Ce qui nous amène au mariage lui-même. Je savais que ce serait le jour où ma mère me manquerait le plus, alors j'avais un plan: la nuit précédente, après le dîner de répétition, je suis retournée dans ma chambre et lui ai écrit. J'ai pleuré, mais c'était cathartique. Je me suis réveillé réconforté (quoique avec des yeux bouffis, ce que ma maquilleuse a magiquement banni), sachant que même si elle n'était pas là, elle était présente. Je portais des lys de la vallée, ses fleurs préférées et son chapelet précieux était mon "quelque chose de bleu". En le tenant pendant que j'échangeais mes voeux, je me sentais comme si elle était à côté de moi. Mon prêtre d’enfance, qui était très proche de ma mère, a officiellement célébré la cérémonie et fait de elle une partie de son homélie. Quand il a dit: "Jeanne est avec nous aujourd'hui," il avait raison. Et elle était fière.

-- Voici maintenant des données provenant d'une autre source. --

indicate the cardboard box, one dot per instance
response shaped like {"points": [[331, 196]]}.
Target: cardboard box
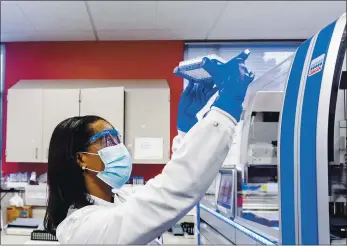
{"points": [[18, 212]]}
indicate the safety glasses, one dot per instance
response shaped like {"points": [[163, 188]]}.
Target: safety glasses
{"points": [[106, 138]]}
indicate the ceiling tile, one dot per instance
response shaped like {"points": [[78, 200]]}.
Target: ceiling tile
{"points": [[152, 35], [122, 15], [12, 18], [189, 14], [47, 36], [57, 15], [275, 20]]}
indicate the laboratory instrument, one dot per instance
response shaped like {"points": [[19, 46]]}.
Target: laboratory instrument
{"points": [[292, 153]]}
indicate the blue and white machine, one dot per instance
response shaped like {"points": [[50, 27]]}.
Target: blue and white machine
{"points": [[292, 187]]}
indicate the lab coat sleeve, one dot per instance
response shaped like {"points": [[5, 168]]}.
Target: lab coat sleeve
{"points": [[165, 199]]}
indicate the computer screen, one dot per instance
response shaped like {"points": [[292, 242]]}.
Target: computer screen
{"points": [[225, 189]]}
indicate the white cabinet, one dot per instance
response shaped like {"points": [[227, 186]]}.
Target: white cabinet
{"points": [[33, 114], [107, 103], [137, 108], [24, 125], [58, 105]]}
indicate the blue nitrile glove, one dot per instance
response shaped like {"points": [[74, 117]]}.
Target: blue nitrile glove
{"points": [[232, 80], [193, 99]]}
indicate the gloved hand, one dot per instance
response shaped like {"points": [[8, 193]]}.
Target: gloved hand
{"points": [[232, 80], [193, 99]]}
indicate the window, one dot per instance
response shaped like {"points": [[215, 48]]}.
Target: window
{"points": [[264, 55], [257, 202]]}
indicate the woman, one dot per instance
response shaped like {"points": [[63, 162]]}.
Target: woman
{"points": [[86, 160]]}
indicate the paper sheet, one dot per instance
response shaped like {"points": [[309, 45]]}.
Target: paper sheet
{"points": [[148, 148]]}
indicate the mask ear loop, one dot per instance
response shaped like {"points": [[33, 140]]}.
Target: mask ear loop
{"points": [[86, 168]]}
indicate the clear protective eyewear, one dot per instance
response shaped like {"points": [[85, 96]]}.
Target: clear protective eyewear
{"points": [[105, 138]]}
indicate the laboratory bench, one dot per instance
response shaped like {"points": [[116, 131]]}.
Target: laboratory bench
{"points": [[168, 238]]}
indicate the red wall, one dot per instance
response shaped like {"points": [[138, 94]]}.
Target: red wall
{"points": [[93, 60]]}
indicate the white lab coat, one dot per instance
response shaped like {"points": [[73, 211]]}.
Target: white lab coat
{"points": [[165, 199]]}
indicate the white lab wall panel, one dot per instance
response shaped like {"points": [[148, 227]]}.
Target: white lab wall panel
{"points": [[13, 19], [147, 114], [107, 103], [243, 239], [58, 105], [24, 125]]}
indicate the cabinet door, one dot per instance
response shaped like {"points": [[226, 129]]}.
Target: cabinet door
{"points": [[58, 105], [24, 125], [147, 115], [107, 103]]}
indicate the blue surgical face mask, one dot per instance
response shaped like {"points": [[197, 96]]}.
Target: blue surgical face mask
{"points": [[118, 165]]}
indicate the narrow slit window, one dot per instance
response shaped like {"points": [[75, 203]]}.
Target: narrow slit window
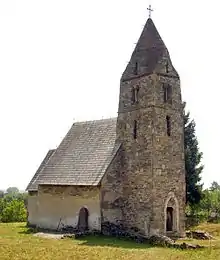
{"points": [[167, 67], [168, 125], [136, 94], [136, 68], [167, 93], [133, 95], [135, 130]]}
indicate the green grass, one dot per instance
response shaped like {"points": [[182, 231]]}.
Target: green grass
{"points": [[16, 243]]}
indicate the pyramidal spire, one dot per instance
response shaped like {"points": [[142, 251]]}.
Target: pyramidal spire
{"points": [[150, 54]]}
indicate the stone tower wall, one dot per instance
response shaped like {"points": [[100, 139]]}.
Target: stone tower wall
{"points": [[153, 167]]}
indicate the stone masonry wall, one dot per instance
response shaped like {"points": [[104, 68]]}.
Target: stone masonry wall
{"points": [[153, 164], [64, 202], [112, 192]]}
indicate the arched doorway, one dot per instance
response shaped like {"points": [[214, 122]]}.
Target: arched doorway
{"points": [[83, 219], [171, 214], [169, 224]]}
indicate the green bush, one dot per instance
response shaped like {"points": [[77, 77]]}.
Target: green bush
{"points": [[13, 211]]}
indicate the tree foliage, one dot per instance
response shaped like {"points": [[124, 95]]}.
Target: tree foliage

Voir plus: Comment honorer un parent décédé à votre mariage

Abonnez-vous maintenant pour obtenir les meilleures robes de mariage, des conseils et de l'inspiration grand public. Vous pouvez aussi vous procurer le numéro de juin / juillet 2016 de BRIDES sur les kiosques à journaux et que vous pouvez le télécharger ici.



Commentaires:

  1. Gofried

    I would like to talk a lot with you.

  2. Jomar

    Je suis désolé, mais, à mon avis, des erreurs sont commises. Je suis capable de le prouver.

  3. Kazijas

    Sujet d'opportunité

  4. Chad

    .. rarement .. il est possible de le dire, cette exception :)

  5. Bocley

    Entre nous parlant, j'ai essayé de trancher ce problème.